Comic Christmas stories

By Staff | Nov 28, 2018

When I say “Christmas special,” you probably think of television, either an annual program headlined by various and sundry celebrities or an episode of a series that airs when December rolls around.

But another episodic medium – comic books – has its share of holiday installments as well.

On many occasions, various heroes and villains have encountered Santa Claus himself. For example, the 1998 “Generation X Holiday Special” finds erstwhile X-Man Jubilee face to face with the jolly old elf as her team takes on Nanny and Orphan-Maker, with a bullied mutant child caught in the middle.

In the 2010 “Green Lantern: Larfleeze Christmas Special,” the greedy Orange Lantern, avatar of avarice, goes looking for St. Nick when he doesn’t get everything on his Christmas list.

Superstar writer Grant Morrison made Santa into a superhero with “Klaus,” a story that draws on the Viking and Siberian roots of the character and recasts him as a sword-wielding warrior. If you’re not familiar with Morrison’s work, trust me, this wouldn’t make the top five list of bizarre things he’s done.

The X-Men stepped into Santa’s boots in one of my personal favorite yuletide tales, “Twas the Night,” in “Uncanny X-Men” #230.

Having recently taken over the Australian Outback base of the cybernetic Reavers, the team discovers a load of stolen items the villains had hoarded over the years. Using Longshot’s power to read the psychic imprints left on objects and the mysterious Gateway’s teleportational abilities, the team returns most of the loot … on Christmas Eve.
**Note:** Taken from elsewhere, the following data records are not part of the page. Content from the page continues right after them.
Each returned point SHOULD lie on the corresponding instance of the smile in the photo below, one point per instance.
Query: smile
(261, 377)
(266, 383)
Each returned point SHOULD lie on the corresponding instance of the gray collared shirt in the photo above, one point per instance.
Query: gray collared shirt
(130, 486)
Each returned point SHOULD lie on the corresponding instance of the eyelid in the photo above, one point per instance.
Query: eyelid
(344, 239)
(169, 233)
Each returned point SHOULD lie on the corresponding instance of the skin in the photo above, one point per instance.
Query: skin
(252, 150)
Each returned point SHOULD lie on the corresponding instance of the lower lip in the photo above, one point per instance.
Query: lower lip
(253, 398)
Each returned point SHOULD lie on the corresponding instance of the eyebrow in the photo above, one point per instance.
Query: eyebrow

If that seems a little too sweet for you, there are plenty of comics that go in the opposite direction. Perhaps the mainstream epitome of that is 1991’s “Lobo Paramilitary Christmas Special,” the cover of which features the Czarnian bounty hunter standing over a battered and wounded Santa. The ultraviolent Lobo, admittedly a satire on the violent comics of the time, has never been my cup of tea, but News Editor Terry Estep assures me it was “funny and disturbing on many, many levels.”

My most memorable comic Christmas story has less to do with Santa Claus than the namesake of the holiday. Sort of.

In 1974’s “Marvel Two-in-One” #8, Howard the Duck creator Steve Gerber penned “Silent Night … Deadly Night,” which completely lives up to its billing on the cover as “Easily the most off-beat holiday extravaganza of them all.”

Giving the perpetually busy Mister Fantastic the night of Christmas Eve off to spend with his family, the Thing goes to Arizona to investigate strange happenings at a Native American reservation in Arizona that’s home to longtime Fantastic Four ally Wyatt Wingfoot. The Thing stumbles upon Ghost Rider – perhaps the least Christmas-y “hero” this side of Lobo – and they discover a plot by obscure FF villain Miracle Man to take over the world by recreating the Nativity on the reservation.

A theological scholar Miracle Man is not. But like so many Gerber stories, it’s a weirdly fun experience.

Evan Bevins is the writer of the webcomic “Support Group.”